Des tentures voilaient les fenêtres. La seule tache de couleur, en ce lieu de retraite, était le tapis bleu et jaune – une spécialité locale – placé de l’autre côté du bureau. En général, ses visiteurs passaient leur temps à le regarder…
Cause de la mort… Les rapports, quelle corvée ! Peut-être, mais ils étaient nécessaires. Pour le moment, en tout cas. Le Palais des Prophètes exigeait des tombereaux de rapports. Certaines sœurs ne sortaient quasiment jamais des bibliothèques, occupées à classer et à materner ces documents, enregistrant jusqu’au dernier bavardage qui pouvait, un jour, se révéler capital.

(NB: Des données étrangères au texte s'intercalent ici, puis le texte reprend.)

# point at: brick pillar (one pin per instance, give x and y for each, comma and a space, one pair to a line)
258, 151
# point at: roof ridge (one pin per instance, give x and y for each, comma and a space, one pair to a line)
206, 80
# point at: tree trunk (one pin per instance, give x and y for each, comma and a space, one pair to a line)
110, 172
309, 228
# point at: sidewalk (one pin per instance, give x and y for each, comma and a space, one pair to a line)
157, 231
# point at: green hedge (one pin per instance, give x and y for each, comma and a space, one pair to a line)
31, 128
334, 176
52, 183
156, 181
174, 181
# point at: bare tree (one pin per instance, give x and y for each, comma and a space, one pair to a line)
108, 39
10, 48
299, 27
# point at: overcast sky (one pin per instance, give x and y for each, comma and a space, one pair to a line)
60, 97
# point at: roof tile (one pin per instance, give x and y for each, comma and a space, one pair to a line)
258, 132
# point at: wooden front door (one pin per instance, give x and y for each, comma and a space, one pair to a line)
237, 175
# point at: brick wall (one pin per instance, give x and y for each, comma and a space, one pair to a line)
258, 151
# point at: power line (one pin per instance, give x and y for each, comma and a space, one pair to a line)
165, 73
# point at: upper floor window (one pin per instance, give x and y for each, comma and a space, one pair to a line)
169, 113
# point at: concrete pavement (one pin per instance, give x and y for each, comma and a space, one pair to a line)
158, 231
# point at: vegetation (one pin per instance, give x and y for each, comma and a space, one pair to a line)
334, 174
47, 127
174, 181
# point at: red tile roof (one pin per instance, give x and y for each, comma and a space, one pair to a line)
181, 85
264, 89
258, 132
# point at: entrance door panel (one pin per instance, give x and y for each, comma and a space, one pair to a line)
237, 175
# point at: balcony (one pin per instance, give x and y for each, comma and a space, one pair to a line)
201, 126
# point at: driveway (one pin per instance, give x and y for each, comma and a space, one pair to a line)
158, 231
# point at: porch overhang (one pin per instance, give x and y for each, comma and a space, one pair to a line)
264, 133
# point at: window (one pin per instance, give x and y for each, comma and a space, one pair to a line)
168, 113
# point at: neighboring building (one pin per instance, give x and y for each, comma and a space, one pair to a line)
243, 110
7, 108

Eh bien, il ne lui restait plus qu’à trouver une cause acceptable de la mort. Dire la vérité était hors de question. Les autres sœurs voudraient une explication satisfaisante, car elles accordaient une grande valeur aux détenteurs du don. Les imbéciles !
Un accident au cours d’une formation ? Parfait ! Voilà des années qu’elle n’avait plus fait ce coup-là. Ravie, elle trempa sa plume dans l’encre et écrivit : « Cause de la mort : un accident avec le Rada’Han lors d’une formation. Comme je l’ai souvent souligné, une brindille, aussi jeune et souple fut-elle, finit par casser si on la plie trop. »
Qui contesterait cela ? Tout le monde se demanderait qui était responsable – en évitant de trop creuser, pour ne pas être accusé.
Alors que la sœur tamponnait son texte avec un buvard, quelqu’un gratta à sa porte.
— Un moment, je vous prie…
Elle prit la lettre du garçon, l’approcha de la flamme d’une bougie, la regarda se consumer puis la jeta dans la cheminée éteinte. Le sceau brisé avait fondu, formant une étrange pâte rouge. Le gamin n’écrirait plus jamais rien…
— Entrez.
La porte s’ouvrit assez pour laisser passer une tête.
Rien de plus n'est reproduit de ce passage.